Tuesday, October 7, 2008

Obama vs. McCain: (not just) tonight's debate

In sum, I thought both men acquitted themselves well, and unfortunately right now with Obama leading in the polls McCain needed more dings on Obama than he got. So Obama is starting to look like he's trying to sit on his lead and run the clock out, we'll see if he succeeds.

Apart from the debate, I wanted to discuss some historical parallels from my own lifetime that I see in Senators McCain and Obama.

For all my vehement criticism of him and his questionable associations, I think Senator Obama is an honorable man, as is Senator McCain. My issue with him is that he's far more comfortable with the far left than people realize, much further left in his own way than President Bush, for example, is a creature of the far right.

Which leads me to my next thought, that Bush is the Nixon figure hanging over this election much in the way that Nixon, though not on the ballot, hung over the 1976 Presidential race between Ford and Carter. Carter was able to make the 1976 election a referendum on Nixon and thus was able to narrowly defeat the incumbent President Ford. Obama is trying to do the same thing by tying McCain to the discredited President Bush, and so far it looks like he's succeeding.

With either man we are going to get a repudiation of Bush -- the only question is how decisive a repudiation, and what form it will take. McCain decisively repudiates Bush on torture, for example, which is one of the many reasons I admire him. And he proposes, and I believe him because of his long record as a deficit hawk, that he will be tough as nails on needless new spending, which is critically necessary after the drunken spending spree both Republicans and Democrats in Congress have been on these last 8 years, all of them overseen by President Bush with nary a veto.

Obama, on the other hand, promises to change everything -- except to rein in the profligate government spending. His only quibble with government spending is that we have not spent enough. On health care, more government spending. On the environment, more government spending. On a whole host of issues, the problem for Obama is framed as being the rich and/or the war in Iraq. The Obama solution: withdraw from Iraq post-haste, and tax the rich, and the combination of the two will pay for all his wonderful new government programs, which he says will benefit 95% of America.

So who's Ford in this parallel, and who is Carter? As if you didn't guess already, I think McCain stands in as Ford, and Obama as Carter. And that's where the problem lies... both Ford and Carter were repudiations of the much-despised Nixon, but Ford was a moderate repudiation while Carter was an ultra-liberal one. Personally, I much prefer the Ford model -- an honorable, moderate Republican battling the excesses of a profoundly liberal Democratic majority in both the Senate and the House.
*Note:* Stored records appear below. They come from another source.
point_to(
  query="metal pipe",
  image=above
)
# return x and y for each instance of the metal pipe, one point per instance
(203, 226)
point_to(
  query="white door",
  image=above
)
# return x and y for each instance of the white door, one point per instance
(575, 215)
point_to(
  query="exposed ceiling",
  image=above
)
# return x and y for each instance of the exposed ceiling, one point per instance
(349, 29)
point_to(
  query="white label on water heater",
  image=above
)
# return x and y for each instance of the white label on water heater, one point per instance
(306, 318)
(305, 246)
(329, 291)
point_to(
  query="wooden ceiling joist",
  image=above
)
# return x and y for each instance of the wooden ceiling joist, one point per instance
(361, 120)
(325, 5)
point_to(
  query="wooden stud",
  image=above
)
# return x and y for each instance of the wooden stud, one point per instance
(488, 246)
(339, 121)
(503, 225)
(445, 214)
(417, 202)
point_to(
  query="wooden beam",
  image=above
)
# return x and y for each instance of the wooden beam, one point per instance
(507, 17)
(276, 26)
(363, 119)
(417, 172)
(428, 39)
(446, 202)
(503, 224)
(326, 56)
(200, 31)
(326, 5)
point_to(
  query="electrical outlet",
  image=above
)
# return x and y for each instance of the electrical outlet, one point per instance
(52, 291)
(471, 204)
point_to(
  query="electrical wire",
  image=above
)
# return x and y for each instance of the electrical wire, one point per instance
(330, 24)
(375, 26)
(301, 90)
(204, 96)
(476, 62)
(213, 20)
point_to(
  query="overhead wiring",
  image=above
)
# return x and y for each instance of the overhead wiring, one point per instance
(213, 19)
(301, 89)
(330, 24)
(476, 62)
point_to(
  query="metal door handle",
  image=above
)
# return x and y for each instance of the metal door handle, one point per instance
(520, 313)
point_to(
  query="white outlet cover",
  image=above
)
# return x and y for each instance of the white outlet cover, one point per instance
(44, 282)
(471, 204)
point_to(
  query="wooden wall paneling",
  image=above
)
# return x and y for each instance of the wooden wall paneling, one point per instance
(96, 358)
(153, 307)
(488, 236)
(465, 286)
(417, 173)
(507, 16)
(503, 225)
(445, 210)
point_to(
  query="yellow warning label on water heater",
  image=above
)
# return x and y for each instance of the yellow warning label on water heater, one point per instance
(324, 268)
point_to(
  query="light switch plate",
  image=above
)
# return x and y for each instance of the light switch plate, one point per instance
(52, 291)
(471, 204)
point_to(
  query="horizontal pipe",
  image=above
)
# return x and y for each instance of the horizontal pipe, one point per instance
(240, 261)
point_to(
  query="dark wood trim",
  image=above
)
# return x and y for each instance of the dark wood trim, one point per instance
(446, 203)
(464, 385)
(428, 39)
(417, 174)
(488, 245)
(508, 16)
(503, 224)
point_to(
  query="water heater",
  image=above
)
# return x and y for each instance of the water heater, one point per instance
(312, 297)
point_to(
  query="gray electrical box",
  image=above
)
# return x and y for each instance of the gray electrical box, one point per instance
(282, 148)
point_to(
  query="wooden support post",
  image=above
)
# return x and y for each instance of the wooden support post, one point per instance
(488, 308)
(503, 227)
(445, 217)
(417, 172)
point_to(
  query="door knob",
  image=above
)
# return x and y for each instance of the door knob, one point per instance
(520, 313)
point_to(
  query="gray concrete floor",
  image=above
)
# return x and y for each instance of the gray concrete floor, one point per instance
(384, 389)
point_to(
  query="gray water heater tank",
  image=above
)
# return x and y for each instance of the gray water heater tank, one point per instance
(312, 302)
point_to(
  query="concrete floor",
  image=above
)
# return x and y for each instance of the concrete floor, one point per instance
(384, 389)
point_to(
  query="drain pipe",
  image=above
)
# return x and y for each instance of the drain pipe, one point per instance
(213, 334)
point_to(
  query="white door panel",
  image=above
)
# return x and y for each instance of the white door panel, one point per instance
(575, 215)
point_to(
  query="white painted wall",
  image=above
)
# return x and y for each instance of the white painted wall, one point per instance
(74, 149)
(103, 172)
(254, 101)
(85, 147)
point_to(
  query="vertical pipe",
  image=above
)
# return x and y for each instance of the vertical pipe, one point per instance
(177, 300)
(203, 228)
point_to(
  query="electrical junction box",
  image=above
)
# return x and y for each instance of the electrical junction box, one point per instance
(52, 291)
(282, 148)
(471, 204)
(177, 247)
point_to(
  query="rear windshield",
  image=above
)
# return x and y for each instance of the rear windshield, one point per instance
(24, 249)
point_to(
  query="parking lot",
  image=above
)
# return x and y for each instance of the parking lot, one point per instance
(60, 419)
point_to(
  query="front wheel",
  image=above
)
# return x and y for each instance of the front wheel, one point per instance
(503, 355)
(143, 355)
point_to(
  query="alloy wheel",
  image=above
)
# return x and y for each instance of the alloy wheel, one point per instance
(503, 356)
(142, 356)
Was Carter more effective, for having inherited such a Democratic Congress after having defeated Ford? No, he was not. As I predict will be the case with Obama, Carter was rolled by the Democrats in Congress, and was increasingly regarded in his own party as weak and ineffectual. This judgement was mirrored abroad by our old enemies in the Soviet Union, and our then-new enemies the Ayatollahs taking over Iran while Carter watched, helplessly.

Folks thought that things couldn't get worse in 1976, and that Carter would turn things around, would "save" America. I see a similar sentiment now, that things can't get any worse, and that only Obama can save America now.

I fear Obama will make things much worse, that he will follow the Carter model of being rolled by aggressive Democrats in Congress, and emboldened adversaries such as Putin in Russia, Chavez in Venezuela, and the decaying, corrupt Ayatollah's regime in Iran. Also, as was the case with Vietnam, where the Democrats cut off all military aid to South Vietnam and let it collapse, I fear the Democrats under Obama will gladly cut off all aid to the nascent democratic government in Iraq, regardless of the disastrous consequences for ordinary Iraqis or for American prestige.

Even if McCain is not the Reagan figure so many Republicans still hunger for (maybe Palin is? we'll see!), I think the American people would be better served in the next four years by a moderate, effective President McCain facing down a Democratic Congress than by an ultra-liberal and ineffectual President Obama being dominated by that very same Congress.